"Jamie's story touched me"


By William K. Alcorn | alcorn@vindy.com

NILES

David Denovchek most likely saved Jamie’s life. On May 27, Denovchek, 28, of Niles, gave Jamie, 4, of Trumbull County 25 percent of the left lobe of his liver.

“It is an amazing feeling to have given Jamie a chance at life,” he said.

A little more than three weeks after the transplant, Denovchek is home feeling good but going crazy because of the physical restrictions – he can’t lift more than a gallon of milk or drive his car – imposed on him because of his surgery.

Jamie remains in serious but stable condition in Pittsburgh Children’s Hospital of UPMC, but is making slow but steady progress.

She was awakened from an induced coma this week and opened her eyes.

“The whites of her eyes were white again,” said Marilyn Pape, department manager for foster care and adoption at Trumbull County Children Services, which has had custody of Jamie for most of her life.

Jamie was born with biliary atresia, a condition in which the fetus fails to develop an adequate pathway for bile to drain from the liver to the intestine, resulting in a yellow discoloration of her skin and the whites of her eyes.

Her eye whites and skin returning to normal colors are signs the transplanted liver is working, said Pape.

“She’s a fighter. ... She’s going to come through this,” Pape said.

Denovchek, a registered veterinary technician at Family Pet Center-All Creatures Animal Hospital in Champion, says he has done things in the past to help people but has kept them to himself.

For instance, he said that on Valentine’s Day he brings flowers for each of his 30-some female co-workers.

“I like to make people smile,” he said.

“That’s how I live my life. I do things to help people in need. If I have something and someone else needs it, they are welcome to it,” Denovchek.

“Jamie’s story touched me,” he said.

“When I told my family and friends what I planned to do, no one was particularly surprised,” he said.

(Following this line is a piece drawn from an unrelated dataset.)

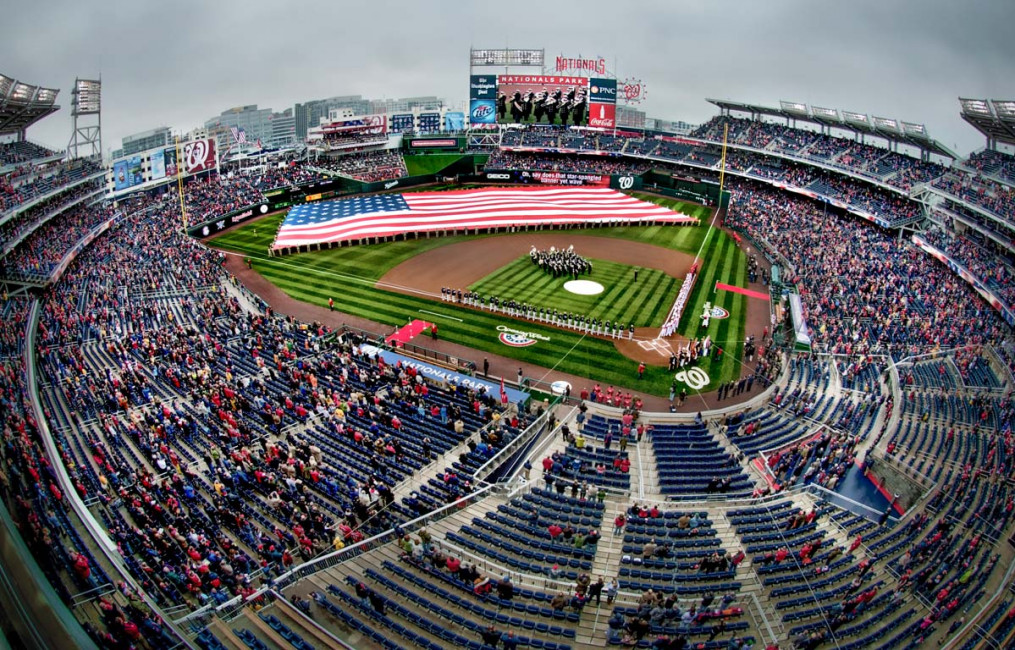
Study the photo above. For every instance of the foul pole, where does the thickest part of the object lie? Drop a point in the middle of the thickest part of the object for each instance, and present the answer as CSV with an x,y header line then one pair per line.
x,y
719,205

Denovchek was one of several hundred who answered a public plea by Pape and children services for people to sign up as potential donors for Jamie, who had been on the official donor list virtually since birth.

He underwent multiple screenings, first by telephone and then in person with medical doctors and psychologists and others to make sure he understood what the process would be like for him. The process entailed lots of blood work to make sure he was a viable match for Jamie, not all that much fun for someone who admits to “hating needles.”

“I was actually the alternate donor. But, something happened with the top candidate, and Angela Barber, liver and kidney donor coordinator for UPMC, said, ‘You’re it,’” he said.

Denovchek, son of Pete and Alice Denovchek of Austintown, is a 2004 graduate of Niles McKinley High School and a 2007 graduate of Youngstown State University.

He said his parents and brothers, Jon of Wadsworth and Earon of Columbus, and employer were very supportive of his decision.

That made it a lot easier to go forward, he said.

Denovchek said he does not in any way regret his decision to undergo transplant surgery, but admitted that when hospital people spent a lot of time describing the pain “they were not joking,” especially for the first two or three days.

He suggested that people considering being a donor in a living transplant talk with their family and friends and really think about it.

Three weeks after the surgery, he is up and feeling good – even walking miles daily around Niles. He said it is an amazing feeling to have given Jamie a chance at life. “It changes your life,” he said.

“I won’t be completely physically recovered for a year, and I will miss three or four months of work and the pay that goes with it,” he said.

He is anxious to get back to his normal life.

He said he enjoys being outside running, fishing in Ohio and Pennsylvania, and biking the Lake to River Bike Trail. He volunteers at Angels for Animals and HERPS Alive, a group in the Cleveland area involved in snake rescue and awareness.

He also reads a lot and doesn’t have cable television, although he has a large stack of movies to view.

At some point, Denovchek said he would like to meet Jamie and her foster parents when she is feeling better.

People who wish to help Denovchek can go online to www.gofundme.com/helpsafealife1 and follow the prompts.